# nissan altima 07 rattle



## jasonmartinez (Mar 23, 2013)

so there's this rattle that starts when my car is fully stopped and in occasions like on the video on parked, it's like a rattling noise, i don't know what it is. if anyone knows or has had this i'd appreciate the help, the link to video is down below.


----------



## rogoman (Dec 16, 2004)

Check for loose heat shields around the exhaust manifold and exhaust pipe.


----------



## panbacca (Jun 24, 2010)

Sounds like when my cabin air blower motor had some debris stuck inside of it.


----------



## wilburk (Dec 29, 2012)

Might help if you could get out of the car while it's rattling and try to locate the area that it seems to be coming from.
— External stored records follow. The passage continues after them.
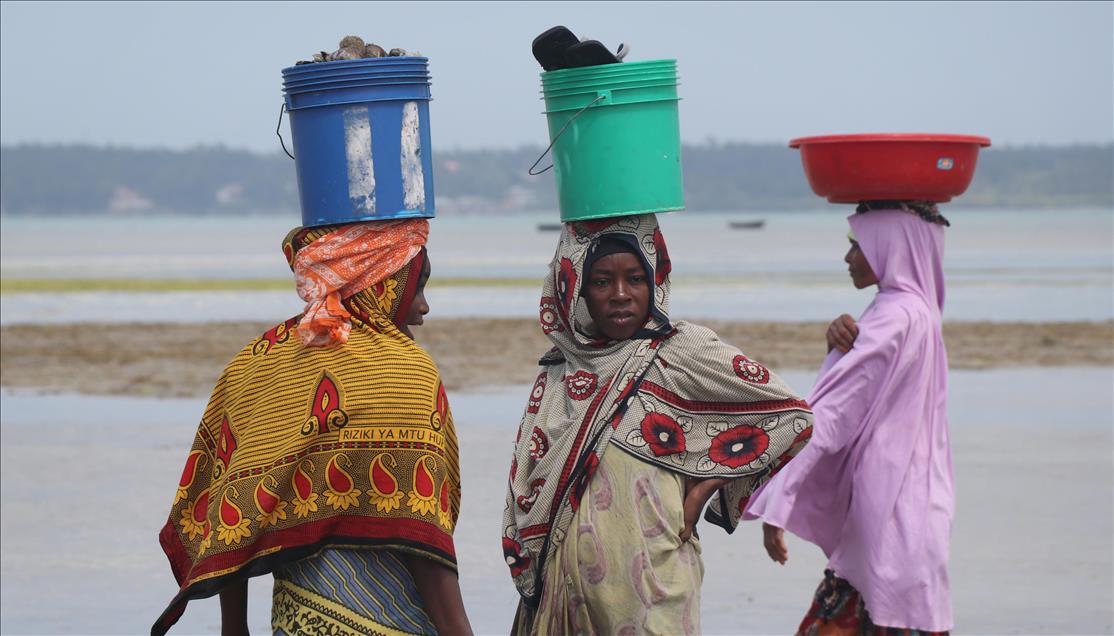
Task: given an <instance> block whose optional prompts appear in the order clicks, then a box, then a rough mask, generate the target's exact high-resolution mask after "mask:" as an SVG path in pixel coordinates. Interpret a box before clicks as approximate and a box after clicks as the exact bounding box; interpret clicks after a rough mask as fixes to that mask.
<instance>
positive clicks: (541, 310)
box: [538, 296, 565, 335]
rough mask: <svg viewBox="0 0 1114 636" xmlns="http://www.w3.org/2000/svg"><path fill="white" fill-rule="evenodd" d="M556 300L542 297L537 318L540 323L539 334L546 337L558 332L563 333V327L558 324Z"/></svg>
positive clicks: (564, 328) (563, 328) (559, 321)
mask: <svg viewBox="0 0 1114 636" xmlns="http://www.w3.org/2000/svg"><path fill="white" fill-rule="evenodd" d="M558 311H559V310H558V309H557V299H555V297H553V296H543V297H541V305H540V310H539V312H540V313H539V315H538V317H539V319H540V321H541V332H543V333H545V334H546V335H548V334H550V333H555V332H558V331H565V325H563V324H561V322H560V315H559V314H558Z"/></svg>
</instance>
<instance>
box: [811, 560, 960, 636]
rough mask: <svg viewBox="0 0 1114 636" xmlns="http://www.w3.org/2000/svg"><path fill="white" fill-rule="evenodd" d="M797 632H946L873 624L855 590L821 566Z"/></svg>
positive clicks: (847, 582)
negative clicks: (808, 605)
mask: <svg viewBox="0 0 1114 636" xmlns="http://www.w3.org/2000/svg"><path fill="white" fill-rule="evenodd" d="M797 634H798V636H947V635H948V633H947V632H924V630H921V629H908V628H903V627H882V626H879V625H874V624H873V622H872V620H871V619H870V613H869V611H867V606H866V605H864V604H863V601H862V596H860V595H859V590H857V589H854V587H853V586H852V585H851V584H850V583H848V581H847V580H846V579H842V578H840V577H838V576H835V573H834V571H832V570H830V569H825V570H824V579H823V580H822V581H820V587H818V588H817V595H815V597H813V599H812V606H811V607H809V613H808V614H807V615H805V616H804V619H803V620H801V625H800V627H798V628H797Z"/></svg>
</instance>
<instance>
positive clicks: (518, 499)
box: [515, 479, 546, 512]
mask: <svg viewBox="0 0 1114 636" xmlns="http://www.w3.org/2000/svg"><path fill="white" fill-rule="evenodd" d="M545 485H546V480H545V479H535V480H534V481H531V482H530V492H529V493H528V495H519V496H518V497H517V498H516V499H515V503H518V508H519V509H520V510H521V511H522V512H529V511H530V508H534V502H535V501H537V500H538V495H540V493H541V487H544V486H545Z"/></svg>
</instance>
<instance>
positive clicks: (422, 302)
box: [402, 256, 430, 340]
mask: <svg viewBox="0 0 1114 636" xmlns="http://www.w3.org/2000/svg"><path fill="white" fill-rule="evenodd" d="M429 273H430V267H429V256H427V257H426V258H422V267H421V277H420V278H418V286H417V287H416V288H414V300H413V301H411V302H410V311H409V312H407V320H405V323H404V324H403V325H402V333H404V334H407V335H409V336H410V337H411V340H412V339H413V336H414V334H413V333H411V332H410V327H411V326H420V325H421V324H422V323H423V322H426V319H424V316H426V314H428V313H429V303H428V302H427V301H426V283H427V282H428V281H429Z"/></svg>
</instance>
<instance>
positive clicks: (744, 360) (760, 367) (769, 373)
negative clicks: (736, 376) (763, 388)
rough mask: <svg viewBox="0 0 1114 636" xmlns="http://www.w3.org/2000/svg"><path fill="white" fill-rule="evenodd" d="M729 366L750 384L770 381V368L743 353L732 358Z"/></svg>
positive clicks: (761, 382)
mask: <svg viewBox="0 0 1114 636" xmlns="http://www.w3.org/2000/svg"><path fill="white" fill-rule="evenodd" d="M731 366H732V368H733V369H734V370H735V375H739V376H740V378H742V379H743V380H745V381H747V382H750V383H751V384H765V383H768V382H770V370H769V369H766V368H765V366H762V365H761V364H759V363H758V362H754V361H753V360H751V359H749V358H746V356H745V355H736V356H735V359H734V360H732V362H731Z"/></svg>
It's a bit hard to distinguish the type of rattle (metal, plastic, whatever) from the video.


----------



## gman1904 (Sep 3, 2012)

*97 Altima pinging*

I just had a distriubutor put in last week. The engine pined before the replacement distributor. I put one in back in 2008. 100,000 miles later it went again. I timed the engine at 20o BTDC. I recently found out that you need to now disconntect the TPS. I did not do that!!
Is my timimg too far advanced now & could I set back a few degrees w/o disconeccting the TPS. I do not want to throw a code & have to deal with a check engine light.
Could someone please assit me here?
Thanks!


----------